Age-related macular degeneration in a randomized controlled trial of low-dose aspirin: Rationale and study design of the ASPREE-AMD study.

作者信息

Robman Liubov, Guymer Robyn, Woods Robyn, Ward Stephanie, Wolfe Rory, Phung James, Hodgson Lauren, Makeyeva Galina, Aung Khin Zaw, Gilbert Tom, Lockery Jessica, Le-Pham Y-Anh, Orchard Suzanne, Storey Elsdon, Abhayaratna Walter, Reid Daniel, Ernst Michael E, Nelson Mark, Reid Christopher, McNeil John

机构信息

Department of Epidemiology and Preventive Medicine, Monash University, The Alfred Centre, 99 Commercial Road, Melbourne, VIC, 3004, Australia.

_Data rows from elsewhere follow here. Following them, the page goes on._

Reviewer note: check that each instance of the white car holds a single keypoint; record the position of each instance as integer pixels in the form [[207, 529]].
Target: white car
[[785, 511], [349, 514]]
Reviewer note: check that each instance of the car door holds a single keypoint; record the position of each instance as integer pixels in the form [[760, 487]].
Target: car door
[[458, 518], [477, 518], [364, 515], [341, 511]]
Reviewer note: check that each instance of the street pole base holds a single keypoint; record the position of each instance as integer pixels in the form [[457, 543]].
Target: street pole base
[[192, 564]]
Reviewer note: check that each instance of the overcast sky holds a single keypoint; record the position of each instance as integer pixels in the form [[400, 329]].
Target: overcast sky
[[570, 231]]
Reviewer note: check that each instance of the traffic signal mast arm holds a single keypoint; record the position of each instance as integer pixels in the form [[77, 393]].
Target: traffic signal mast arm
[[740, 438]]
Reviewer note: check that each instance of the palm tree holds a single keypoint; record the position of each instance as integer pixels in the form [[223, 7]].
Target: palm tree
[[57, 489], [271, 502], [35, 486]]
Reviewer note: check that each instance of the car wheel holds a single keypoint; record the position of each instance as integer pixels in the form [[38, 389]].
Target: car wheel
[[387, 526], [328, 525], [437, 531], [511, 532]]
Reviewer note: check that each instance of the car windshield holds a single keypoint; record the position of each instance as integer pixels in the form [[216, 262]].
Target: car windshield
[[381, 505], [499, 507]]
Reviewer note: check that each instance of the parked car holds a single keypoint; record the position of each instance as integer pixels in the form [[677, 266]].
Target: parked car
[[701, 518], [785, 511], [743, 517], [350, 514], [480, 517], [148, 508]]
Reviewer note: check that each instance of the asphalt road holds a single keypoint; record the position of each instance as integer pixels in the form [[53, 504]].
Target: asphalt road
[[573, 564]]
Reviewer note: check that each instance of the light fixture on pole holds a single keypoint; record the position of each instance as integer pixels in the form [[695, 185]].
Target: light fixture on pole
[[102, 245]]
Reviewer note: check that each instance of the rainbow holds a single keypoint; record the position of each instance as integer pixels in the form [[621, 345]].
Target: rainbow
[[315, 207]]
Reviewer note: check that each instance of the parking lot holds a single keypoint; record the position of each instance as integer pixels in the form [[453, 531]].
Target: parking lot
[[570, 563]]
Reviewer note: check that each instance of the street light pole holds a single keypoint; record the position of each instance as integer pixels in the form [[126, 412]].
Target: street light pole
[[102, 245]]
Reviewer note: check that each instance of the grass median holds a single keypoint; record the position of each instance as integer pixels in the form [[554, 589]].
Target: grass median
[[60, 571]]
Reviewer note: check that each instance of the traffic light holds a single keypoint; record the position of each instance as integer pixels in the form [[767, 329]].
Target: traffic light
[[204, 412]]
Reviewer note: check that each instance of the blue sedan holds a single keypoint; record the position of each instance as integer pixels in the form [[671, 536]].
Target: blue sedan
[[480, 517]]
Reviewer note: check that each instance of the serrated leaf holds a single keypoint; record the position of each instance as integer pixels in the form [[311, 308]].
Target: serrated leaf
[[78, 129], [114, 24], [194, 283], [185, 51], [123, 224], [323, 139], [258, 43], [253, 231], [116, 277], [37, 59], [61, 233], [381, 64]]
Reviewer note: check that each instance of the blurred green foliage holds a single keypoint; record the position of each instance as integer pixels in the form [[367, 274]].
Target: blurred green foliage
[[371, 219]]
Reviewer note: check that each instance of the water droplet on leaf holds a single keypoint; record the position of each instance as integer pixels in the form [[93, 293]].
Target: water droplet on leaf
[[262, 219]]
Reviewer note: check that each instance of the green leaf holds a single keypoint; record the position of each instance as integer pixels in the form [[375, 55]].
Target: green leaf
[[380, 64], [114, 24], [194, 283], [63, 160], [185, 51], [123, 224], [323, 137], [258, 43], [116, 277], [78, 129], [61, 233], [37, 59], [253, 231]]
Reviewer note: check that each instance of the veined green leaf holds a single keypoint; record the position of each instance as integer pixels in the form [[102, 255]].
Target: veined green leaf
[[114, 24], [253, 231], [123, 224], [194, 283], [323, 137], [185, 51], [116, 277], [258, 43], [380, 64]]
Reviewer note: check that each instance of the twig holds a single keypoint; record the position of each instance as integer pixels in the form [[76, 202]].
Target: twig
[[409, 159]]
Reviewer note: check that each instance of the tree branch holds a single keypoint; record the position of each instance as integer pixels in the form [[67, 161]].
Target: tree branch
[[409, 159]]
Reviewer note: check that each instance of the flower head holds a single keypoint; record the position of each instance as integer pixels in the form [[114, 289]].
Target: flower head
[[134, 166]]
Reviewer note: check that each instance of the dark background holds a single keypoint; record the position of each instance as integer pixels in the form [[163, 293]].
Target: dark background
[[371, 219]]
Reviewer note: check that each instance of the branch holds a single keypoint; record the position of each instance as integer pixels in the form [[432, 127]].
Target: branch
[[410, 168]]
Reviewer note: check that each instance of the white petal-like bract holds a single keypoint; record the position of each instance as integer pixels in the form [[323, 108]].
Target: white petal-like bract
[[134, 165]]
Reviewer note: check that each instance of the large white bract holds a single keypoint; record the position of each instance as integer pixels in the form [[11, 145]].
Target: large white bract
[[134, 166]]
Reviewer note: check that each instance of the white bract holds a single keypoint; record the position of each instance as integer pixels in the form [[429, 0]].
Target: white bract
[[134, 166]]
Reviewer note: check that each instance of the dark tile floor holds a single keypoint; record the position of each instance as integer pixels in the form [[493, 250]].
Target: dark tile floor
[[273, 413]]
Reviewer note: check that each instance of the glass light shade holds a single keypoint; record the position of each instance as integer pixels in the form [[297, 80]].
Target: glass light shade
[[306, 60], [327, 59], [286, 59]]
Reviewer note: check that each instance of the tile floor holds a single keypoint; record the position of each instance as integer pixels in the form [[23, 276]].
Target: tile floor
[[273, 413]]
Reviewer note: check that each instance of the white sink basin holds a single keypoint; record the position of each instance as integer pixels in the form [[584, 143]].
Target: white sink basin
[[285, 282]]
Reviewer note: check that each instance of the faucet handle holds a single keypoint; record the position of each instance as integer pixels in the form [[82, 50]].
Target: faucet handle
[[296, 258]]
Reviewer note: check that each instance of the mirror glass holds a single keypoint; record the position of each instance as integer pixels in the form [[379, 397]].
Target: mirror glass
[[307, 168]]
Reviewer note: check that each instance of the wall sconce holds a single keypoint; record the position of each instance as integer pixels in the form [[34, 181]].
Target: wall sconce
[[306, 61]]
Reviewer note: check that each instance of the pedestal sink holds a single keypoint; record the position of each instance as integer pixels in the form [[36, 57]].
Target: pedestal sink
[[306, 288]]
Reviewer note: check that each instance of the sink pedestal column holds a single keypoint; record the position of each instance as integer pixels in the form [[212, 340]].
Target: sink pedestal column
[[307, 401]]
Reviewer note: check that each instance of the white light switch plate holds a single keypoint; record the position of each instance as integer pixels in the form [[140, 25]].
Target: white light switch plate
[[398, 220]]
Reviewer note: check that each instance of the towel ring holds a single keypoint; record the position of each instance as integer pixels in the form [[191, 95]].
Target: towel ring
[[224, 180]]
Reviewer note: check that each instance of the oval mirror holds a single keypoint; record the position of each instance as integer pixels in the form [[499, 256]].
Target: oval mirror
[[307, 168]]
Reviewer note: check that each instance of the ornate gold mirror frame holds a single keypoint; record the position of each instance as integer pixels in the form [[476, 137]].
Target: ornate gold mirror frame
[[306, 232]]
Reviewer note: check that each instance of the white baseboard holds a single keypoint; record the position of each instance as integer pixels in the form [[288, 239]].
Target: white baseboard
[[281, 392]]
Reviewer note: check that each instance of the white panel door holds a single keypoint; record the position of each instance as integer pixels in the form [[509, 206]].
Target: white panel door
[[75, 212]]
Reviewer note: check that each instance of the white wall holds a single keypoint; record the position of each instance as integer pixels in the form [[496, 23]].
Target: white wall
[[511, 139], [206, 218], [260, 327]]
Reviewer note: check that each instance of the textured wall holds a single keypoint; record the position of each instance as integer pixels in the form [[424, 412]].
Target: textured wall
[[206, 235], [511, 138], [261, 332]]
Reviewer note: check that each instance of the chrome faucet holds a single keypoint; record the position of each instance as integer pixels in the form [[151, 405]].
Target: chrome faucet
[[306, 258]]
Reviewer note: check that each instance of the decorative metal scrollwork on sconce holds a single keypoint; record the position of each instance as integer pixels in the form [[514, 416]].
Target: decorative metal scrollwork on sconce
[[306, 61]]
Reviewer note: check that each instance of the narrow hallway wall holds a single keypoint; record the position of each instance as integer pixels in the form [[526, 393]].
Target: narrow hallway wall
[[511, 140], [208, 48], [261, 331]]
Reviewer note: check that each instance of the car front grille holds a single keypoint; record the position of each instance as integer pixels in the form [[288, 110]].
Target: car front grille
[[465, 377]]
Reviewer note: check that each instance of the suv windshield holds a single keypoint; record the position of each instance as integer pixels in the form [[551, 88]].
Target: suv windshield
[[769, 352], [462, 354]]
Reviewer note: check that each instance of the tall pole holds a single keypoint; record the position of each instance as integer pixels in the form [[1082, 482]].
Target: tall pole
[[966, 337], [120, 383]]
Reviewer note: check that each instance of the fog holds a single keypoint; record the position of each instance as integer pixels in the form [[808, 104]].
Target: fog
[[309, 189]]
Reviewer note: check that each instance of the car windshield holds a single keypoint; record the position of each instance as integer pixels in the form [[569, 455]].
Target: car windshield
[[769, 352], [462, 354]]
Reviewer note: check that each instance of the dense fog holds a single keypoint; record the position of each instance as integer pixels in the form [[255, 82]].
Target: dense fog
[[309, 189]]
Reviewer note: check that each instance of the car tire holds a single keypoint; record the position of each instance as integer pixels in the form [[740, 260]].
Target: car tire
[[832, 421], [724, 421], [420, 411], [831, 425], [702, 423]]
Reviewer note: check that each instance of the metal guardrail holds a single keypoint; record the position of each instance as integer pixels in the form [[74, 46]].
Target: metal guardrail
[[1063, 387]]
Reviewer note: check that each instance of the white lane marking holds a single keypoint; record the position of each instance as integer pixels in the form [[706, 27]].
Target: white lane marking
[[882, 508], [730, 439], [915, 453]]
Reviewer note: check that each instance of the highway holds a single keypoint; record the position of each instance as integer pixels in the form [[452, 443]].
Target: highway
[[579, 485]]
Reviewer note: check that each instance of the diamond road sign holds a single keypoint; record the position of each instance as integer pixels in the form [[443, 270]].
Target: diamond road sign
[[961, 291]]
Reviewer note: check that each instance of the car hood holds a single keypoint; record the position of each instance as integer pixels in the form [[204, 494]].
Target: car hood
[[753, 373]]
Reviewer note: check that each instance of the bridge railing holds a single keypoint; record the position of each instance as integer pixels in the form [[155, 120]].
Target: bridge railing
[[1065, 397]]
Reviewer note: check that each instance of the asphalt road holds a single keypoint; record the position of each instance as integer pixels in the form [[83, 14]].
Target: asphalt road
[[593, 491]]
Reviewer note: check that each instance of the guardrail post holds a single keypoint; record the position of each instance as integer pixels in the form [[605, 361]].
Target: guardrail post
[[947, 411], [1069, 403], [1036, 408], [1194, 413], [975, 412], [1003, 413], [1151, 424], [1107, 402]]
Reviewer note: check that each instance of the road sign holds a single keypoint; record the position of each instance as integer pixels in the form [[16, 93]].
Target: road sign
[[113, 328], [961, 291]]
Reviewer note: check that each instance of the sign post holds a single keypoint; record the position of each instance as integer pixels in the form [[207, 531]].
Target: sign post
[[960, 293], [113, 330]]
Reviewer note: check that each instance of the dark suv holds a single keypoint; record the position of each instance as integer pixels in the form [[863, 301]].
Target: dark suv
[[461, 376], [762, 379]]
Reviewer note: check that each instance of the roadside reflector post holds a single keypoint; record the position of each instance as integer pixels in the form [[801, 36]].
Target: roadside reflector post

Centre for Eye Research Australia, Royal Victorian Eye and Ear Hospital, Department of Surgery (Ophthalmology), University of Melbourne, 32 Gisborne Street, East Melbourne, VIC, 3002, Australia.

出版信息

Contemp Clin Trials Commun. 2017 Jun;6:105-114. doi: 10.1016/j.conctc.2017.03.005. Epub 2017 Mar 27.

Abstract

PURPOSE

Although aspirin therapy is used widely in older adults for prevention of cardiovascular disease, its impact on the incidence, progression and severity of age-related macular degeneration (AMD) is uncertain. The effect of low-dose aspirin on the course of AMD will be evaluated in this clinical trial.

DESIGN

A sub-study of the 'ASPirin in Reducing Events in the Elderly' (ASPREE) trial, ASPREE-AMD is a 5-year follow-up double-blind, placebo-controlled, randomized trial of the effect of 100 mg daily aspirin on the course of AMD in 5000 subjects aged 70 years or older, with normal cognitive function and without cardiovascular disease at baseline. Non-mydriatic fundus photography will be performed at baseline, 3-year and 5-year follow-up to determine AMD status.

PRIMARY OUTCOME MEASURES

The incidence and progression of AMD. Exploratory analyses will determine whether aspirin affects the risk of retinal hemorrhage in late AMD, and whether other factors, such as genotype, systemic disease, inflammatory biomarkers, influence the effect of aspirin on AMD.

CONCLUSION

The study findings will be of significant clinical and public interest due to a potential to identify a possible low cost therapy for preventing AMD worldwide and to determine risk/benefit balance of the aspirin usage by the AMD-affected elderly. The ASPREE-AMD study provides a unique opportunity to determine the effect of aspirin on AMD incidence and progression, by adding retinal imaging to an ongoing, large-scale primary prevention randomized clinical trial.

摘要

目的

尽管阿司匹林疗法在老年人中广泛用于预防心血管疾病,但其对年龄相关性黄斑变性(AMD)的发病率、进展及严重程度的影响尚不确定。本临床试验将评估低剂量阿司匹林对AMD病程的影响。

设计

“老年人服用阿司匹林降低事件风险”(ASPREE)试验的一项子研究,ASPREE-AMD是一项为期5年的随访双盲、安慰剂对照、随机试验,研究对象为5000名70岁及以上、基线时认知功能正常且无心血管疾病的受试者,旨在探究每日服用100毫克阿司匹林对AMD病程的影响。在基线、3年及5年随访时进行非散瞳眼底照相,以确定AMD状态。

主要观察指标

AMD的发病率及进展情况。探索性分析将确定阿司匹林是否影响晚期AMD患者视网膜出血风险,以及其他因素,如基因型、全身性疾病、炎症生物标志物等,是否影响阿司匹林对AMD的作用。

结论

本研究结果具有重大临床及公共意义,因为有可能确定一种潜在的低成本疗法用于全球预防AMD,并确定受AMD影响的老年人使用阿司匹林的风险/获益平衡。ASPREE-AMD研究通过在一项正在进行的大规模一级预防随机临床试验中增加视网膜成像,为确定阿司匹林对AMD发病率及进展的影响提供了独特机会。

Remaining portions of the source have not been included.